This is Gracie's half sister, Big Medicine Nakita. Nakita's dam was Skyfall, and her sire was Gruyere. She has smaller teats AND has less of a medial suspensory ligament than Gracie, so I'd like to avoid using Gruyere (Nakita's sire) if possible. 








This is Gruyere. 
I really wish we could use EOTL G Jumpin Jack Flash, but they are both polled, and I don't want to risk a hermaphrodite. There are a few studs around us I may be able to use, but I don't want something too expensive. If Gracie can get bred, I really don't mind spending a lot of money on a nice buck for her, but if she can't, I don't want to waste it..


----------



## Morning Star Farm (Sep 26, 2018)

That's a good point. It's important to make sure she will carry her kids full term this time. And there will be plenty more years to breed her to a really nice buck if she does.


----------



## CaramelKittey (Oct 31, 2019)

We tried to breed her to Johnny Cash and she had no interest! It was the end of her heat cycle and I was worried we drove up for nothing, as she was NOT having him! We were thinking about heading home but I asked to try Gruyere, and she was instantly in love! Crazy, but she was bred to Dreahook Dei Gruyere.


----------



## lottsagoats1 (Apr 12, 2014)

They do have their preferences! Maybe because he was still a young'un and she wants experience!

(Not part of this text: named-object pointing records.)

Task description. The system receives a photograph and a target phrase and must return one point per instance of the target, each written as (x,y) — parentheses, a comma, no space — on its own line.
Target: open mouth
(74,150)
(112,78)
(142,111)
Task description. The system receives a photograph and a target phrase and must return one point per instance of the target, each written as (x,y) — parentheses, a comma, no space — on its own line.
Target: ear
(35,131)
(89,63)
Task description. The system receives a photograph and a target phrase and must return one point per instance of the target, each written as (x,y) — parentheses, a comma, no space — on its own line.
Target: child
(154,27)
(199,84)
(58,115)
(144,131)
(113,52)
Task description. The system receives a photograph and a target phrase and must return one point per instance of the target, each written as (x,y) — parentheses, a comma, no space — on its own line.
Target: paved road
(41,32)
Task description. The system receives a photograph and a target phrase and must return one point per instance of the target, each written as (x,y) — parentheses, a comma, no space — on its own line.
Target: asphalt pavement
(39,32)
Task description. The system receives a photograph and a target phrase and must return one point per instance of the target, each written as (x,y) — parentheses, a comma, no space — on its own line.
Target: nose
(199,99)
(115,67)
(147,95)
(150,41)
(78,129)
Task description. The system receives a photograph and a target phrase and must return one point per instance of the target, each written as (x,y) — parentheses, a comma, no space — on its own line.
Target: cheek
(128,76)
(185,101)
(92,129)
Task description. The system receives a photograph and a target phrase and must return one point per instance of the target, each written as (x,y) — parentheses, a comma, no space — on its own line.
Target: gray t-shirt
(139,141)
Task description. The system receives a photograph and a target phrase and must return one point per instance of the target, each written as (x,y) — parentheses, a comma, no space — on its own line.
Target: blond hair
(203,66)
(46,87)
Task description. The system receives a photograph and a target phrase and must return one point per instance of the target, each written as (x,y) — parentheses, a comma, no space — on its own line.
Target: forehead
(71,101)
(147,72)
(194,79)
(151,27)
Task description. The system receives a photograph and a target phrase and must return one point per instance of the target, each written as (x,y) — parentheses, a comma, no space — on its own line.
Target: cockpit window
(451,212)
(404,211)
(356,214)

I have been trying to get some breeding done, but it seems my Lamancha doe wants to be with the Nubian buck. My smallish, older Nubian doe wants the Nubian buck as well, not the Nigerian I want to breed her to. Nobody seems to want to be bred to my older Mancha buck, poor guy. He is so well bred and sires gorgeous kids, but everyone wants the Nubian. Grrrrrr


----------



## CaramelKittey (Oct 31, 2019)

lottsagoats1 said:


> They do have their preferences! Maybe because he was still a young'un and she wants experience!
> 
> I have been trying to get some breeding done, but it seems my Lamancha doe wants to be with the Nubian buck. My smallish, older Nubian doe wants the Nubian buck as well, not the Nigerian I want to breed her to. Nobody seems to want to be bred to my older Mancha buck, poor guy. He is so well bred and sires gorgeous kids, but everyone wants the Nubian. Grrrrrr


They just have minds of their own! :haha:
I'm told you can duct tape their tails to their back, then duct tape around their barrel, and hold them in place while the buck breeds them. When we went to breed Gracie, the breeder told us that, but we didn't have duct tape and after seeing Johnny Cash in person Gruyere did look like the better choice!


----------



## CaramelKittey (Oct 31, 2019)

So..after doing a little bit of research into the linear scores of her D, S, DD, DS, SD, SS, etc. I've discovered that her line really seems to improve with age, specifically in the udder department! I haven't look at all the linear traits, but the majority of her line is in the 87-90 range.  Hoping next year she'll give us some babies and improve her udder. It amazes me what a year or two can do for a goat.  She of course isn't anything to brag about  but I'm just pleased she may have more than I thought to offer in the future. 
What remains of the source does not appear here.